KnigaRead.com/
KnigaRead.com » Проза » Современная проза » Светлана Шипунова - Генеральша и её куклы

Светлана Шипунова - Генеральша и её куклы

На нашем сайте KnigaRead.com Вы можете абсолютно бесплатно читать книгу онлайн Светлана Шипунова, "Генеральша и её куклы" бесплатно, без регистрации.
Перейти на страницу:

— А зачем вы себя так поставили с ними со всеми, что кругом должны и никто без вас не обойдётся? Сказали бы: я занята, я, допустим, пишу книгу и попрошу меня в ближайшие полгода вообще не тревожить и по пустякам не дёргать.

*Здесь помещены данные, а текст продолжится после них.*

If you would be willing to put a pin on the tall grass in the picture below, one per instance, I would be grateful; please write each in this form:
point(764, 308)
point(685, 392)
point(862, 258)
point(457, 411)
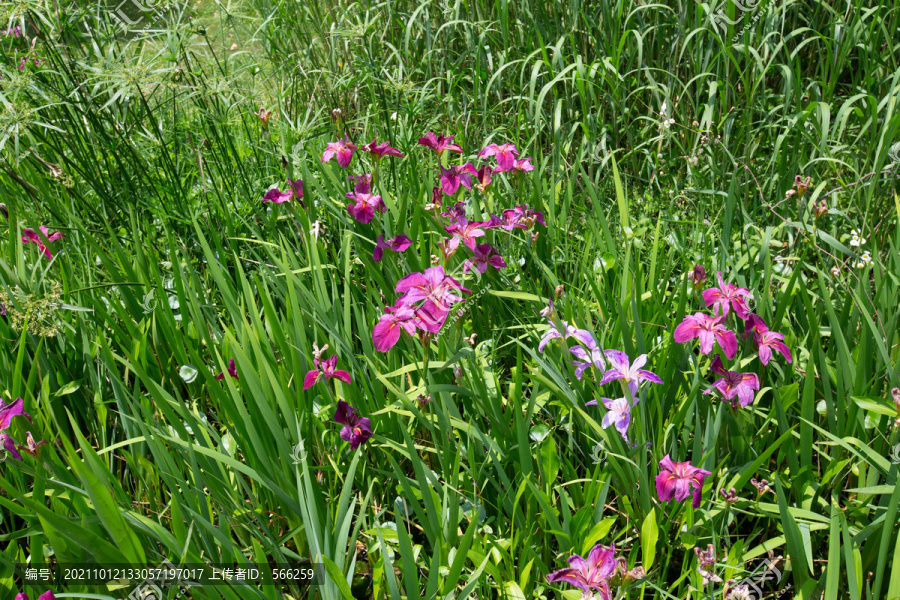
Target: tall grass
point(144, 149)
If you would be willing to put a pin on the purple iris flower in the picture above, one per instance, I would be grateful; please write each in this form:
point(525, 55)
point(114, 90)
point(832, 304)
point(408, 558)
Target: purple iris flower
point(342, 150)
point(454, 176)
point(398, 244)
point(13, 409)
point(710, 330)
point(735, 387)
point(679, 480)
point(589, 574)
point(506, 155)
point(631, 374)
point(587, 358)
point(232, 370)
point(619, 414)
point(356, 429)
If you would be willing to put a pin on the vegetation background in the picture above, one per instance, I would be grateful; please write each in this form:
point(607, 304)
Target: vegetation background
point(139, 140)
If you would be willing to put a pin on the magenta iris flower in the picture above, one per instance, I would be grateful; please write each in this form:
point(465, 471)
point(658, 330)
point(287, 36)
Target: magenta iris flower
point(365, 207)
point(710, 330)
point(342, 150)
point(356, 429)
point(726, 297)
point(31, 236)
point(630, 373)
point(398, 244)
point(483, 178)
point(232, 370)
point(766, 341)
point(48, 595)
point(589, 574)
point(325, 368)
point(465, 231)
point(455, 212)
point(484, 255)
point(439, 291)
point(523, 165)
point(9, 445)
point(679, 480)
point(362, 184)
point(379, 151)
point(30, 446)
point(13, 409)
point(506, 155)
point(454, 176)
point(735, 387)
point(395, 320)
point(619, 414)
point(439, 143)
point(276, 196)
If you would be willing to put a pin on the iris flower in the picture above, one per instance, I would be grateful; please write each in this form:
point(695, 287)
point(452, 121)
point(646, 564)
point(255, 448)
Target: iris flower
point(506, 155)
point(454, 176)
point(630, 373)
point(30, 446)
point(523, 164)
point(13, 409)
point(455, 212)
point(9, 445)
point(325, 368)
point(342, 150)
point(589, 574)
point(439, 291)
point(439, 143)
point(48, 595)
point(728, 296)
point(679, 480)
point(232, 370)
point(766, 341)
point(587, 358)
point(395, 319)
point(356, 429)
point(398, 244)
point(276, 196)
point(466, 232)
point(619, 413)
point(484, 255)
point(31, 236)
point(379, 151)
point(710, 330)
point(362, 184)
point(483, 178)
point(366, 205)
point(735, 387)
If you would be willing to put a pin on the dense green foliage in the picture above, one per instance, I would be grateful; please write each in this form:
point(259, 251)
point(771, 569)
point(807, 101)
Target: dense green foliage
point(660, 141)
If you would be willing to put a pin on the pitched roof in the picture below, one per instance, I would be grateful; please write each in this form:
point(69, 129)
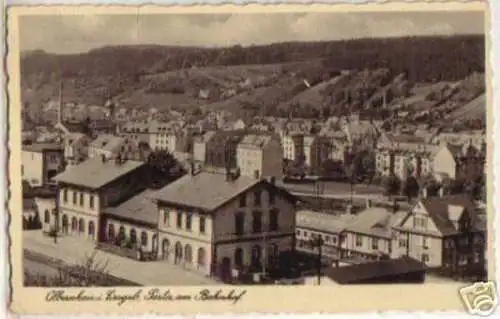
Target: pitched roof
point(93, 173)
point(323, 222)
point(204, 190)
point(255, 141)
point(141, 207)
point(437, 208)
point(374, 270)
point(374, 221)
point(107, 142)
point(41, 147)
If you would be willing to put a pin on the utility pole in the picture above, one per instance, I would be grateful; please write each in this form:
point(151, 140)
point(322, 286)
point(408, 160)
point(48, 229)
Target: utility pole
point(317, 242)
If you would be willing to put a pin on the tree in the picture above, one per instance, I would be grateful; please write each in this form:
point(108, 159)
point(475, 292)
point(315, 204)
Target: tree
point(391, 185)
point(410, 188)
point(164, 167)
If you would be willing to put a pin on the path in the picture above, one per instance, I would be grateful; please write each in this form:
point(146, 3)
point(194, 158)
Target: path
point(73, 250)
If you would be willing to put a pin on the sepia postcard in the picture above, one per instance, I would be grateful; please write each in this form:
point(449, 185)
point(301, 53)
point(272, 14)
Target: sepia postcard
point(244, 159)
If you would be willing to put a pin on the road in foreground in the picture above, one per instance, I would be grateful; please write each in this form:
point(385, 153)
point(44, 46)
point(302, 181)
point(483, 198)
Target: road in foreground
point(73, 250)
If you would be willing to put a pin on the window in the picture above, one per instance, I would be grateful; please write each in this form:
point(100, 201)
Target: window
point(91, 201)
point(179, 220)
point(257, 195)
point(359, 240)
point(81, 199)
point(165, 214)
point(257, 222)
point(425, 258)
point(189, 218)
point(243, 200)
point(239, 223)
point(202, 225)
point(425, 242)
point(144, 238)
point(273, 220)
point(272, 197)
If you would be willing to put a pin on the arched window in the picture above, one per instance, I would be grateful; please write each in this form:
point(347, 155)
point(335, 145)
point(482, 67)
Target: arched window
point(188, 254)
point(121, 234)
point(46, 217)
point(144, 238)
point(133, 236)
point(74, 224)
point(165, 248)
point(201, 257)
point(81, 225)
point(238, 257)
point(65, 223)
point(178, 252)
point(111, 232)
point(91, 229)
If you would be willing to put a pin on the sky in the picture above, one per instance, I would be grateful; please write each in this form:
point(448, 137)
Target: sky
point(81, 33)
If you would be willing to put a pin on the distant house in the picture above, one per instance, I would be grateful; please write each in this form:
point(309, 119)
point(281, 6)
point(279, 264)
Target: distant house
point(403, 270)
point(260, 155)
point(88, 188)
point(40, 162)
point(443, 232)
point(111, 146)
point(75, 148)
point(242, 224)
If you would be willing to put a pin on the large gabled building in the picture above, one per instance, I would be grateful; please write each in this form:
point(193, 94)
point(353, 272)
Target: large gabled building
point(219, 222)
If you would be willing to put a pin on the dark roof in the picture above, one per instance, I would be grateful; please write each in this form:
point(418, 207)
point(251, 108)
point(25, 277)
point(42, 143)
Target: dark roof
point(373, 270)
point(209, 191)
point(140, 208)
point(93, 173)
point(41, 147)
point(29, 203)
point(437, 208)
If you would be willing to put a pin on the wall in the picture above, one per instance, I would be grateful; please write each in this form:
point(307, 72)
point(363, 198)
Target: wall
point(32, 167)
point(444, 162)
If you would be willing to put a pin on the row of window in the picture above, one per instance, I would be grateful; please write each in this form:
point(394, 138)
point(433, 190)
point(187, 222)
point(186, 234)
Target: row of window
point(185, 221)
point(239, 222)
point(326, 238)
point(79, 199)
point(257, 198)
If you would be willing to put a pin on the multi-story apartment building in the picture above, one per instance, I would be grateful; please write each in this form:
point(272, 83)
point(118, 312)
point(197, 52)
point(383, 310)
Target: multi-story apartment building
point(459, 161)
point(403, 156)
point(293, 146)
point(242, 224)
point(111, 146)
point(200, 146)
point(40, 162)
point(221, 148)
point(260, 155)
point(329, 228)
point(443, 232)
point(369, 235)
point(76, 148)
point(91, 186)
point(317, 149)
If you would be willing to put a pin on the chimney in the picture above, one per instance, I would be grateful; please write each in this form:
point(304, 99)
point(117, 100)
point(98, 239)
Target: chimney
point(256, 174)
point(272, 180)
point(441, 192)
point(425, 193)
point(348, 209)
point(368, 203)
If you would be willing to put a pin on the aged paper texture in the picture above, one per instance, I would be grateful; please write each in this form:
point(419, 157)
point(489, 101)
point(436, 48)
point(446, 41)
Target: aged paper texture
point(236, 159)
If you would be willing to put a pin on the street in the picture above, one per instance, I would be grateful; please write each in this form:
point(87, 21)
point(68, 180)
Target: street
point(73, 250)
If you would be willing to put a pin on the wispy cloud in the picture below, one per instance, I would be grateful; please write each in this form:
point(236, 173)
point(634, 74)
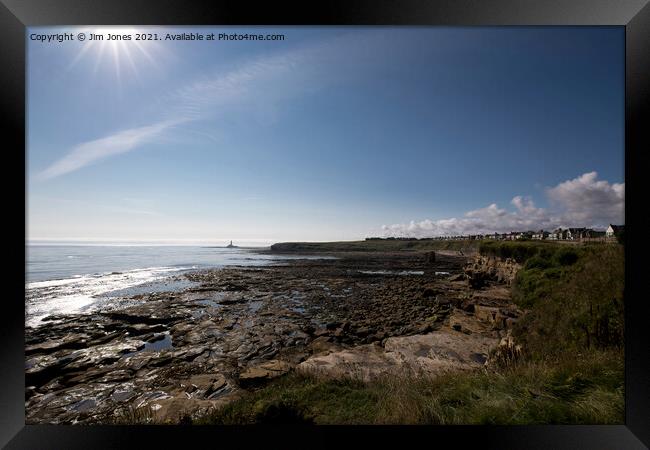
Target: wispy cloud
point(259, 82)
point(582, 201)
point(91, 152)
point(190, 103)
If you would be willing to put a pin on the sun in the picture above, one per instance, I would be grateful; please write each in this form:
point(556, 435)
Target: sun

Что они, не поймут, что ли? Поймут, согласятся, они же вас тоже любят, не только вы их. Может, вы сами без всего этого не можете? Кто вас заставляет каждое утро всю родню обзванивать, удостоверяясь, что у них все в порядке? Вы сами всех дёргаете, а они привыкли, чуть что – к вам.

— Я же не виновата, что у меня такая большая родня.

— Не такая уж большая, бывает и больше. Спокойнее надо ко всему этому относиться. И больше себя любить. Себя, понимаете? А не кого‑то, пусть даже эти кто‑то – родные, близкие и хорошие. Любить себя – единственный выход для женщины вашего возраста.

— В таком случае у меня нет выхода, потому что я‑то как раз себя ненавижу…

Последние слова В. В. пропустил мимо ушей, он и сам не раз слышал от Мируси это «ненавижу», когда она смотрелась, например, в зеркало или примеряла новое платье, а чаще всего – по поводу её текстов, когда она перечитывала их с карандашом в руке. Он привык и не принимал всерьёз. Другие слова его зацепили – о том, чтобы «уйти–уехать». Эту часть записи он прослушал дважды. Но сказать можно что угодно, могла ли она так и сделать, как сказала, — вот в чём вопрос. Дальнейшее прослушивание не прибавило информации по главному вопросу, но сам голос жены, звучавший приглушённо (ему приходилось напрягаться, чтобы разобрать, что она говорила), как будто откуда‑то издалека, глубоко взволновал В. В., он даже прослезился.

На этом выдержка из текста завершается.